Depuis Wu-Tang Forever, disque fort mais inégal, la mécanique de conquête du monde lancée par le Wu-Tang Clan semblait se heurter au scepticisme des critiques hip hop les plus exigeants. Un scepticisme renforcé en 1998 par la sortie d'albums (The Pillage de Cappadonna, Heavy Mental de Killah Priest) et d’une compilation (The Swarm) tout juste corrects. L'explication la plus commune à cette perte de régime est la dispersion du RZA, producteur et âme damnée du collectif, sur toute une série de projets annexes. Parmi ces derniers, le tournage d'un film dans le genre blaxploitation, au scénario particulièrement loufoque, du nom de Bobby Digital, et dont voici la bande originale.
Gee Street / V2 :: 1998 :: :: acheter ce disque
A première écoute, ce Bobby Digital in Stereo ressemble à un cousin lointain au Wu-Tang de la grande époque (1993-96), avec sa suite de raps tantôt atmosphériques et minimaux, tantôt baroques et bizarres. Si quelques tics énervants viennent gâter cette formule éprouvée (le nom "Bobby" répété toutes les 2 secondes), quelques évolutions dans le son du RZA sont plutôt bienvenues, notamment un plus grand recours aux raps et aux chants féminins, thème du film oblige. Autres curiosités notables : des intermèdes polyglottes. Drôle d'effet d'entendre une voix féminine et française (sur "Slow Grind French") séduire le RZA.

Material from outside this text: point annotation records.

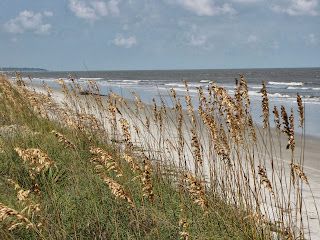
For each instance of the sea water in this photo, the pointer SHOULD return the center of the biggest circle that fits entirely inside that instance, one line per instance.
(282, 85)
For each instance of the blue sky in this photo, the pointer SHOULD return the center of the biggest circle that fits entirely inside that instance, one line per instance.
(159, 34)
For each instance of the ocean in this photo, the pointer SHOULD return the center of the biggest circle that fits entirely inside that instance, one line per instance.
(282, 85)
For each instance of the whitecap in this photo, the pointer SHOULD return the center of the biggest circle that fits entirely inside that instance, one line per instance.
(286, 83)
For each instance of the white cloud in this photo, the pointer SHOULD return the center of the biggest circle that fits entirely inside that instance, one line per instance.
(205, 7)
(252, 39)
(311, 39)
(197, 40)
(93, 10)
(298, 7)
(246, 1)
(28, 21)
(128, 42)
(275, 45)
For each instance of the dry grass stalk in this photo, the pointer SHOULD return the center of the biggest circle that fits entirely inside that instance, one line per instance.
(292, 142)
(228, 108)
(300, 110)
(276, 117)
(183, 225)
(117, 190)
(126, 132)
(296, 169)
(196, 148)
(264, 180)
(197, 191)
(146, 180)
(36, 160)
(288, 127)
(62, 139)
(265, 106)
(22, 194)
(103, 160)
(134, 166)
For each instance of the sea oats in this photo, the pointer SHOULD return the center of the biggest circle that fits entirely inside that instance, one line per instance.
(300, 110)
(264, 180)
(296, 169)
(36, 160)
(62, 139)
(197, 191)
(265, 105)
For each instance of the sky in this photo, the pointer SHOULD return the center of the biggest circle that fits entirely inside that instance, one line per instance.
(159, 34)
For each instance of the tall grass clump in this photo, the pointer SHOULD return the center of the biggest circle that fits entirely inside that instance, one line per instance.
(90, 166)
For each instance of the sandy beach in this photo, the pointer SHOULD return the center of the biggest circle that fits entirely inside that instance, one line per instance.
(164, 150)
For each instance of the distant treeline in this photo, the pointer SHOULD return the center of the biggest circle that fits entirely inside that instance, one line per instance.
(10, 69)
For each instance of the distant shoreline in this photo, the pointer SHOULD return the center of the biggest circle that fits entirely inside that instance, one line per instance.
(11, 69)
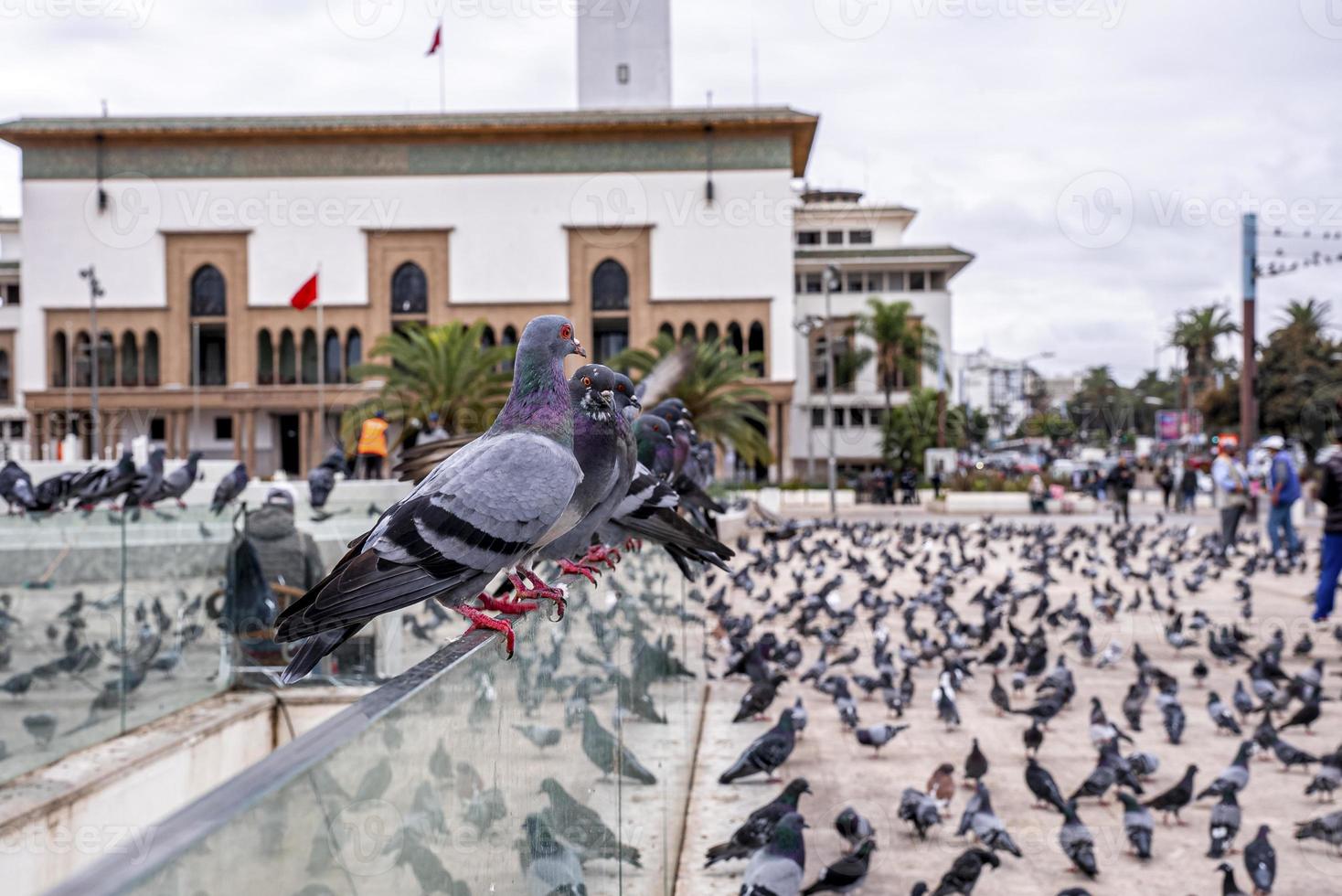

Léger et récréatif, l'album tient cependant la route. Mis à part des titres bonus superflus, peu de chose est à jeter sur Bobby Digital. Une fois passé un "B.O.B.B.Y." saoulant commence un quasi sans faute, à l'image du single "N.Y.C Everything", où d'autres MC's du Wu viennent comme à leur habitude prêter renfort à l'un des leurs. La formule se tasse un peu, passée la moitié de l'album, notamment avec ce "Kiss of a Black Widow" un brin ennuyeux, et malgré le renfort d'Ol' Dirty Bastard et d’un sample de Portishead. Mais c'est pour mieux repartir sur les deux titres suivants : "My Lovin' is Digi", débauche incroyable de cordes, de la grosse artillerie, mais avec la classe ; et "Domestic Violence", torrent d'injures échangées au cours d'une dispute conjugale, avec en fond sonore et en contrepoint un piano brut et imperturbable.
RZA le reconnaît d'emblée, cet album est un gigantesque défouloir, une récréation dans l'attente de sa véritable œuvre solo prévue pour les calendes grecques et intitulée The Cure. Entre-temps, Robert Diggs, grand enfant, s’amuse et se lâche. Il profite de son statut de star pour s'essayer à toutes les fantaisies. Les premiers à avoir perçu le déclin du Wu-Tang n'y verront que futilités et pertes de temps. Mais d'autres, pas forcément moins perspicaces, tiennent la preuve que RZA n'a pas à se forcer pour être talentueux, et que décidemment, le génie du Wu-Tang réside pour une bonne part en lui seul.